Washington: A new study suggests that life on land is four times as old, pushing the date back to 2.2 billion years ago than earlier believed - almost half way back to the inception of the planet.
That evidence involves fossils the size of match heads and connected into bunches by threads in the surface of an ancient soil from South Africa.
They have been named Diskagma buttonii, meaning "disc-shaped fragments of Andy Button," but it is unsure what the fossils were, the authors say.
"They certainly were not plants or animals, but something rather more simple," lead researcher Gregory J. Retallack, professor of geological sciences and co-director of paleontological collections at the University of Oregon`s Museum of Natural and Cultural History, said.

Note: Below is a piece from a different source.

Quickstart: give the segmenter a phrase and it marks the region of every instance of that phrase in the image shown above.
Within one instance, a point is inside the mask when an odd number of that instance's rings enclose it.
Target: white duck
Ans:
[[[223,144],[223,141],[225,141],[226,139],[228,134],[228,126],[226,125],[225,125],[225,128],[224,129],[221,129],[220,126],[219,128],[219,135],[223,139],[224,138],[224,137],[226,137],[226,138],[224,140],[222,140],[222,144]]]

The fossils, he added, most resemble modern soil organisms called Geosiphon, a fungus with a central cavity filled with symbiotic cyanobacteria.
"There is independent evidence for cyanobacteria, but not fungi, of the same geological age, and these new fossils set a new and earlier benchmark for the greening of the land," he said.
"This gains added significance because fossil soils hosting the fossils have long been taken as evidence for a marked rise in the amount of oxygen in the atmosphere at about 2.4 billion to 2.2 billion years ago, widely called the Great Oxidation Event," he added.
The research is published in the journal Precambrian Research.